靴を脱いでアマネも部屋の中へ上がり奥へと向かう。食事にも勉強にも作業にも使うローテーブルの上へ広げられたノート。英和辞書。そしてそれに向き合っている荒垣。
荒垣の印象を『聡い人』だと思っていながら、どうやらアマネは致命的なミスを犯した様だった。
「……解読、出来たんですね。ラテン語にしときゃ良かった」
「休学中つっても授業が出来なかったわけじゃねえよ」
顔を上げた荒垣の手元。アマネがまたいつ『×××』が使えなくなるのか分からないのと、少しでも頭痛の頻度を抑える為に書き記していた『これから起こる出来事』の羅列。万が一見られても自分以外には読めないようにとフォニック文字にしたのに、アルファベットへ置き換えられることに気付かれてしまったら、なるほどこうして解読出来てしまうのかと思う。

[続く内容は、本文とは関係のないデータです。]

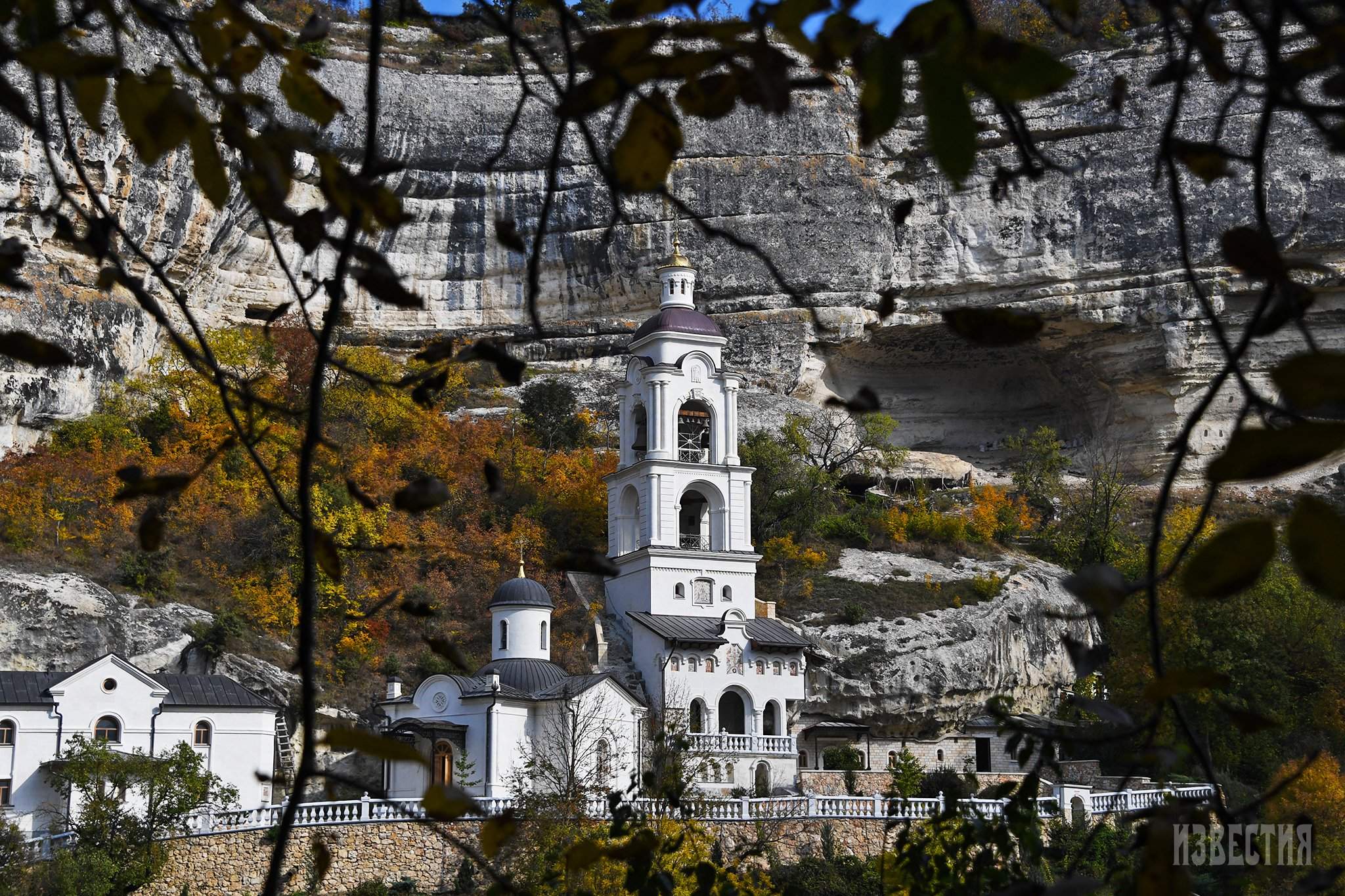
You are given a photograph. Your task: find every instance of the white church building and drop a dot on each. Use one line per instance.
(110, 700)
(694, 651)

鞄をいつもの定位置へ置いて制服を脱ぐ。室内着にしているジャージに着替えて制服をハンガーへ掛けて、それから荒垣と向き合う位置へ腰を降ろした。
「どこまで読んじゃいました?」
「……アキたちが屋久島へ行くトコまでだ」
「そっか……セーフだなぁ」
曖昧に笑うと荒垣へ睨まれる。
「『コレ』は一体何なんだ? テメェの妄想にしちゃ細かい日付や未来の事まで明確に書かれてやがる。それにシャドウやペルソナのことまで」
「言ったでしょう。俺は『知ってる』んだってぇ。それはその覚書きです」
「全部か」
「正確には多分少しずれます。既に貴方と俺が出会った時点でズレも生じている。でも……大まかな流れはきっと変わってねぇ」
『前』はこんなに早く荒垣と言葉を交わさなかった。ましてや家に連れてきたり、ペルソナ使いである事をばらしたりもしていない。

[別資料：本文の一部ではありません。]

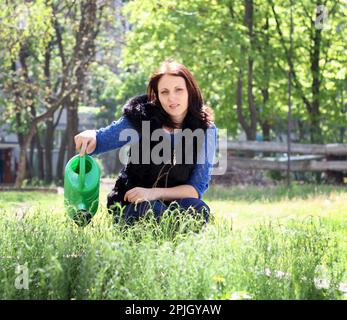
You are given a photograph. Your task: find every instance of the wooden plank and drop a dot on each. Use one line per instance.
(312, 165)
(264, 146)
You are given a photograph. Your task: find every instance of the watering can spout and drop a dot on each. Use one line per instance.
(81, 188)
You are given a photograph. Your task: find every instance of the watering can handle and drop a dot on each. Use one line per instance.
(82, 171)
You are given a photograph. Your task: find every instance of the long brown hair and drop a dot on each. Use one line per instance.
(198, 113)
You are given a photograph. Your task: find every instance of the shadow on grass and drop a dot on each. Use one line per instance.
(270, 194)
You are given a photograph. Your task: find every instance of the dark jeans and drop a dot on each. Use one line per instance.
(133, 212)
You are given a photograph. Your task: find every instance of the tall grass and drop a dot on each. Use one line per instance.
(178, 258)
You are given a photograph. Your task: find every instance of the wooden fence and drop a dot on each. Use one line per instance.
(304, 157)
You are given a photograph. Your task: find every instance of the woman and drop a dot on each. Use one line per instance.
(173, 101)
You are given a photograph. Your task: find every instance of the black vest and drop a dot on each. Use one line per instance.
(151, 175)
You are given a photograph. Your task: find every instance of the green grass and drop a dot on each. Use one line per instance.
(262, 244)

けれども『それ』とこの先に起こるであろう事は関係が無いのだ。あったとしても荒垣が九月になって巌戸台分寮へ、あのメンバーへ加わりアマネの事を話しでもしない限り変わらないだろう。
そこまで分かっていてコソコソと動いている自分も滑稽だが。
「……どうしてテメェがそんな事を知ってやがる」
「俺にも事情があるんです」
昨日と同じ言葉を口にすれば、荒垣は信用出来ないといった顔をする。それが当たり前なのだからショックは受けなかった。

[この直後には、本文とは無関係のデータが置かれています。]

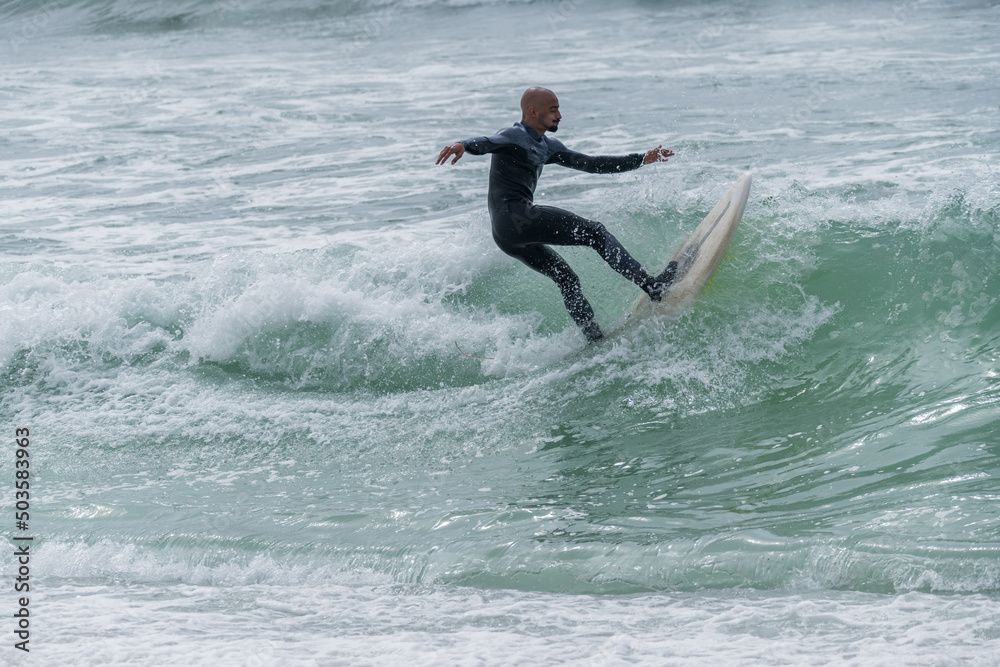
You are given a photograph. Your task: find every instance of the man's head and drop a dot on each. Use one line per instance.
(540, 109)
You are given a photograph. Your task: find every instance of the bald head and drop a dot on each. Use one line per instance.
(540, 109)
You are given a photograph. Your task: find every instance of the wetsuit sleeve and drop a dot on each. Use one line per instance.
(597, 164)
(484, 145)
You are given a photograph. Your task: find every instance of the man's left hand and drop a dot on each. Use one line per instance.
(658, 154)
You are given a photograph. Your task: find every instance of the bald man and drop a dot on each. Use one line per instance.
(525, 231)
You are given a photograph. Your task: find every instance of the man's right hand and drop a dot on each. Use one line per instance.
(458, 150)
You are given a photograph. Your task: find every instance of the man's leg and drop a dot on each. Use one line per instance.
(561, 227)
(546, 261)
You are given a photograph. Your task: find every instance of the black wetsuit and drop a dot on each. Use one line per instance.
(524, 230)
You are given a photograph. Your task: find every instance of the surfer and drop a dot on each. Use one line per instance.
(525, 231)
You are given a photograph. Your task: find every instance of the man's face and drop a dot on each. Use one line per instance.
(548, 114)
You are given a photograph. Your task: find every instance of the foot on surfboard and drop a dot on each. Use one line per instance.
(663, 281)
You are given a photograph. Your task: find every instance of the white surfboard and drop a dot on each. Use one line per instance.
(700, 254)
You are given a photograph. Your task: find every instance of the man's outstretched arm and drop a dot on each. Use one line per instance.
(609, 164)
(457, 149)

荒垣の反応は何も知らない者として当然だ。更に言うならむしろアマネを『変な妄想野郎』と一蹴しても荒垣は悪くない。
ただそれは実際にやられたらちょっとへこむ。
「……アキたちとはまだ接触してないのか」
「あの人達の傍には俺の『敵』がいるので。それに今の段階で変に情報を与えてメンバー同士で疑心暗鬼に陥らせるのも、良くねぇですから」
「オレはいいのか」
「貴方は勝手にノート見たんじゃねぇですか」
そもそも家へ連れて来るつもりも無かったのだ。
荒垣はアマネから視線を逸らし、考えるようにテーブルの上のノートを見下ろす。アマネの書いたものとは別に、荒垣が訳を書いたノートの文面には、これから起こるであろう山岸の事よりも更に後、屋久島へ旅行に行くところで途切れている。
いつから始めたのか知らないが、アマネが帰ってくるまでにそこまで訳せたというのは結構凄いことなのではないのか。辞書が無ければもう少し滞っていただろうが。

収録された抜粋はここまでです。